I co mi da czytanie tych wszystkich artykułów, opisów leczenia i innych rad? Nic. Psychika jest psychiką i trzeba z uśmiechem na twarzy iść dalej do przodu. Nie mam łatwego charakteru i nie zamierzam się dostosować do choroby. Ona musi się przyzwyczaić do mnie. To troszkę tak jak z nowym partnerem życiowym, albo się dogadacie albo nie.
W szpitalu było śmiesznie i tragicznie. Pierw pewien Pan poprosił mnie o rękę (tylko po to aby założyć mi plastikową opaskę na nadgarstek), potem noc spędziłam na korytarzu i dopiero po punkcji trafiłam na salę 2-osobową. Czuliście kiedyś jakby ktoś was smyrał w kręgosłupie? Do kitu uczucie. Zwłaszcza, że potem pojawia się widmo basenu, bo nie wolno chodzić przez jak najdłuższy czas. A jak ma lecieć po górkę? Nie da się ;) W sobotę dostałam kroplówkę ze sterydami. Okazało się po rezonansie, że mam rozsiane zmiany ogniskowe w głowie i należy podać dawkę uderzeniową. Chodziłam jak pijana po uderzeniu młotkiem w głowę. Po ścianach. Teraz jest już lepiej. Jak się można domyślać jedzenie było... tragiczne! Mięso nawet raz przypominało zapiekaną mielonkę. Jednak nabrałam ochoty na świeże bułki i zaraz po powrocie do domu przystąpiłam do działania. Antek naturalnie nie odstępował mnie na krok. Dzielnie sypał słonecznikiem.
Szybkie bułeczki
380g mąki pszennej
1/2 łyżeczki cukru
30g drożdży (świeżych)
4 łyżki oleju
3/4 szklanki ciepłej wody
Z mąki, drożdży, wody, soli i cukru zagniatamy ciasto i odstawiamy na 15min. Dodajemy olej i znów trzeba zostawić na 15min.
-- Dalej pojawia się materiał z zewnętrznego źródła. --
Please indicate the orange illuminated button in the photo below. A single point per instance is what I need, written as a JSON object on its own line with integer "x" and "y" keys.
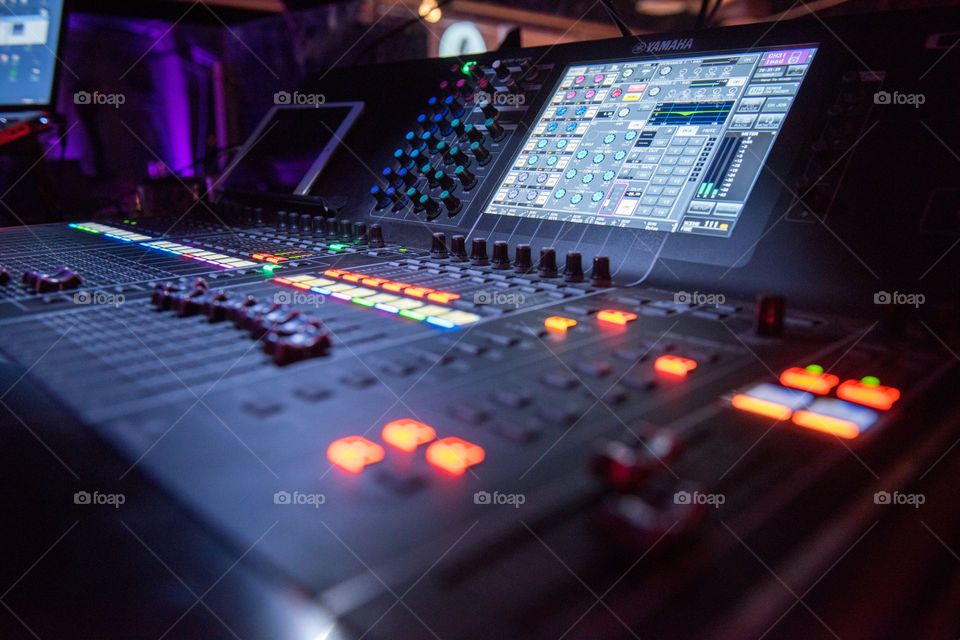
{"x": 454, "y": 455}
{"x": 416, "y": 292}
{"x": 674, "y": 365}
{"x": 443, "y": 297}
{"x": 869, "y": 394}
{"x": 839, "y": 418}
{"x": 406, "y": 434}
{"x": 811, "y": 379}
{"x": 559, "y": 323}
{"x": 353, "y": 453}
{"x": 614, "y": 316}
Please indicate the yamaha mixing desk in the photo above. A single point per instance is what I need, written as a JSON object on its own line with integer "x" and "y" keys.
{"x": 628, "y": 338}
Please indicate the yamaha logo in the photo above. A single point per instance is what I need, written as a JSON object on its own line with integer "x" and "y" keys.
{"x": 662, "y": 45}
Formujemy ok 8 bułek zwilżając każdą wodą. Antek wybrał słonecznik do posypania, ale wiadomo, że to może być wszystko. Po 10 minutach można wstawić do nagrzanego piecyka (190st) na 20 min.
Moje dziecko po wakacjach u dziadków chwali się nowym stwierdzeniem
"Zachowujesz się skandalicznie!"
A na sobotnie śniadanko, świeże i pyszne musli. Dodajcie do płatków kukurydzianych co chcecie.